Predictors of diurnal cortisol variation differed by BMI category. Perceived stress accounted for 20% of the variability in diurnal cortisol variation in overweight women. None of the variables examined in this study were significant predictors of diurnal cortisol variation in normal weight women. In overweight women, waist circumference predicted an additional 15% of the variability in diurnal cortisol variation over and above the effect of perceived stress. Similar to normal weight women, BMI was not a significant predictor of diurnal cortisol variation in overweight women. In contrast, despite higher reported levels of perceived stress, HPA axis function in obese women was more strongly related to BMI. Approximately 31% of the variability in diurnal cortisol variation in obese women was accounted for by BMI. It is possible that the metabolic consequences of obesity outweigh neuroendocrine changes associated with stress and are thus stronger predictors of HPA axis function in obese women. High job stress levels have been linked to subsequent increases in BMI in the Whitehall II study.13 This may be mediated by HPA functioning, which is known to be altered in relation to chronic stress.20,29 Although we cannot establish causal pathways from this cross-sectional analysis, it is possible that higher stress levels caused altered HPA axis function, which in turn contributed to increases in BMI. Once the BMI threshold of obesity is reached, however, HPA axis function appears to be primarily driven by the metabolic and neuroendocrine consequences of obesity. These findings should be interpreted with caution because of the bidirectional nature of the relationship between BMI and HPA axis function. It is also plausible that a dysfunctional HPA axis, perhaps genetically mediated,30 caused obesity and that higher levels of stress are a consequence of social stigma associated with obesity.

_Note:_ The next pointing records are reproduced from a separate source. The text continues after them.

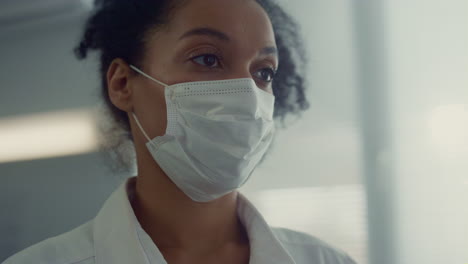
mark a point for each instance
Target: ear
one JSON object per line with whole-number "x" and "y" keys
{"x": 118, "y": 85}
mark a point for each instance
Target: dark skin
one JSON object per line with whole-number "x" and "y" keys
{"x": 204, "y": 40}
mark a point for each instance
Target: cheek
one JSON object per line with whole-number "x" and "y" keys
{"x": 150, "y": 108}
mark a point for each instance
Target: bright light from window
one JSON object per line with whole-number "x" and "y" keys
{"x": 47, "y": 135}
{"x": 448, "y": 126}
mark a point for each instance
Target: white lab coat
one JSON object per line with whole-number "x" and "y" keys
{"x": 115, "y": 236}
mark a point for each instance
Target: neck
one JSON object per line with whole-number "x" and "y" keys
{"x": 174, "y": 221}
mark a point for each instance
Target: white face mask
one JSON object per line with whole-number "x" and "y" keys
{"x": 217, "y": 132}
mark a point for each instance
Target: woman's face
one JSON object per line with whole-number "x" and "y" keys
{"x": 204, "y": 40}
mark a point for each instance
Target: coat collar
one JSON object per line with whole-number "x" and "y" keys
{"x": 119, "y": 238}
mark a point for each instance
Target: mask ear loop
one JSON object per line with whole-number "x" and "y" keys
{"x": 141, "y": 128}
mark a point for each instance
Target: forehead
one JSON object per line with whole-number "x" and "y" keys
{"x": 241, "y": 20}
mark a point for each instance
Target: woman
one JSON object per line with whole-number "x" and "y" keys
{"x": 196, "y": 84}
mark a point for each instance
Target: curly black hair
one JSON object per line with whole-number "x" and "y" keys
{"x": 119, "y": 29}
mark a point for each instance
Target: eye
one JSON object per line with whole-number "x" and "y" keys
{"x": 207, "y": 60}
{"x": 265, "y": 74}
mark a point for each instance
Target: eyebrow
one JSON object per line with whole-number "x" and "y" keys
{"x": 205, "y": 31}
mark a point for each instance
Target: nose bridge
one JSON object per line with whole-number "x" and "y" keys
{"x": 240, "y": 70}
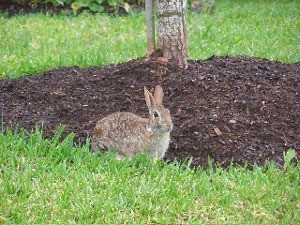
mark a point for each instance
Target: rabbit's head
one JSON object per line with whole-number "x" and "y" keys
{"x": 159, "y": 118}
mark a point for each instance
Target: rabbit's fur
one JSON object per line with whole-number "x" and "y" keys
{"x": 131, "y": 135}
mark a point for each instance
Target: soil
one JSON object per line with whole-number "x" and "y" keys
{"x": 230, "y": 109}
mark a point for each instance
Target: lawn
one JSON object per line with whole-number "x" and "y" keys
{"x": 31, "y": 44}
{"x": 52, "y": 181}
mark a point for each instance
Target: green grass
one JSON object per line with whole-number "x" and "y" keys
{"x": 46, "y": 181}
{"x": 31, "y": 44}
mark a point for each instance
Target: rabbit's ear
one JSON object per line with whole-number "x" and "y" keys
{"x": 149, "y": 98}
{"x": 158, "y": 95}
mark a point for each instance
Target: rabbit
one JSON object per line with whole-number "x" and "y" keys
{"x": 131, "y": 135}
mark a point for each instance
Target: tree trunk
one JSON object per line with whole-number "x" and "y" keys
{"x": 149, "y": 9}
{"x": 172, "y": 31}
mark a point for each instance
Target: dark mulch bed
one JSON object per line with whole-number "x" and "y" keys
{"x": 238, "y": 109}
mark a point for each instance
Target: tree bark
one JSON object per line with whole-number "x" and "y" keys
{"x": 172, "y": 31}
{"x": 150, "y": 26}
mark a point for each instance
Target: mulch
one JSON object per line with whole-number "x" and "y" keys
{"x": 229, "y": 109}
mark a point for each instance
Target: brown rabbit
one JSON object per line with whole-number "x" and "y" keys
{"x": 131, "y": 135}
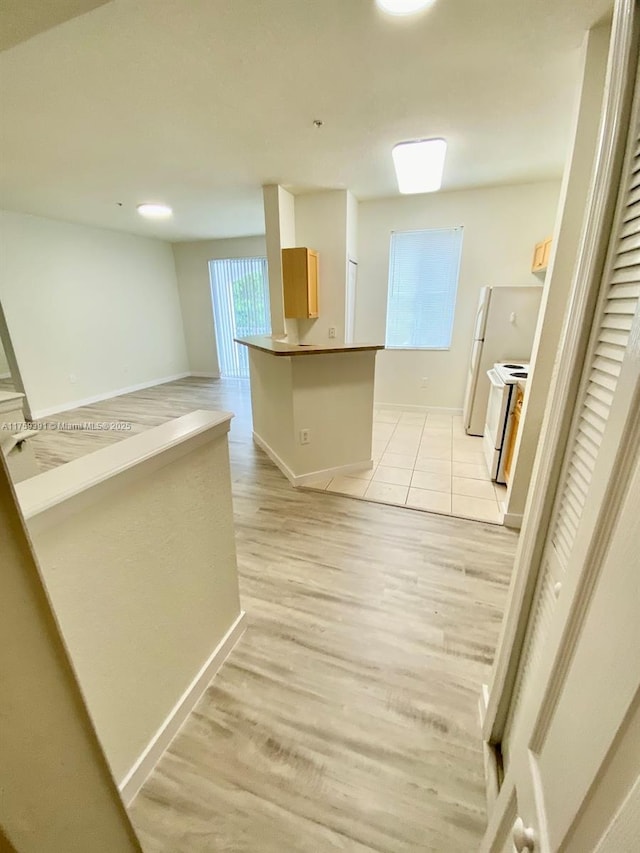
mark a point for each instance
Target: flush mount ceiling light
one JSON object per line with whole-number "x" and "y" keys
{"x": 403, "y": 7}
{"x": 419, "y": 165}
{"x": 154, "y": 211}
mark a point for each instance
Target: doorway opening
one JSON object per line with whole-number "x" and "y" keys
{"x": 240, "y": 290}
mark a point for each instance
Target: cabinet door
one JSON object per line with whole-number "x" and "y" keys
{"x": 312, "y": 284}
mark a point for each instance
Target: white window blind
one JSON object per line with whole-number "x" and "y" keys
{"x": 423, "y": 280}
{"x": 240, "y": 288}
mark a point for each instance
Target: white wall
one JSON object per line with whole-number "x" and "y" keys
{"x": 90, "y": 311}
{"x": 280, "y": 227}
{"x": 141, "y": 571}
{"x": 571, "y": 212}
{"x": 4, "y": 364}
{"x": 192, "y": 270}
{"x": 501, "y": 227}
{"x": 57, "y": 791}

A key component of obesity is intra-abdominal accumulation of fat, which is responsible for a great portion of the increased CVD risk associated with obesity.31 The high concentration of glucocorticoid receptors in the abdominal region32 may be responsible for the observed association between high cortisol levels and abdominal obesity. Waist circumference is a convenient surrogate for abdominal obesity. In this study, waist circumference accounted for 15% of the variability in diurnal cortisol variation in overweight and obese women alike. However, this relationship did not persist in obese women when waist circumference was included with BMI in the same model. Only BMI remained as a significant predictor of cortisol variation in obese women. Janssen et al.33 reported that BMI and waist circumference independently predict intra-abdominal obesity, with BMI being more strongly related to abdominal subcutaneous fat. Abdominal subcutaneous fat is a significant predictor of insulin resistance,34 a condition associated with HPA axis dysfunction. Therefore, although we were unable to detect an association between waist circumference and cortisol variation in obese women, this does not negate a relationship between abdominal obesity and HPA dysfunction because BMI is a useful surrogate for subcutaneous abdominal fat. Although the National Institutes of Health guidelines on the evaluation of obesity recommend measurement of waist circumference in overweight individuals, in obese individuals with a BMI ≥ 35 kg/m2, waist circumference is found to lose its disease predictive power.35 This is in line with our findings of a relationship between HPA function and waist circumference in overweight women only, whereas only BMI was related to HPA axis function in obese women.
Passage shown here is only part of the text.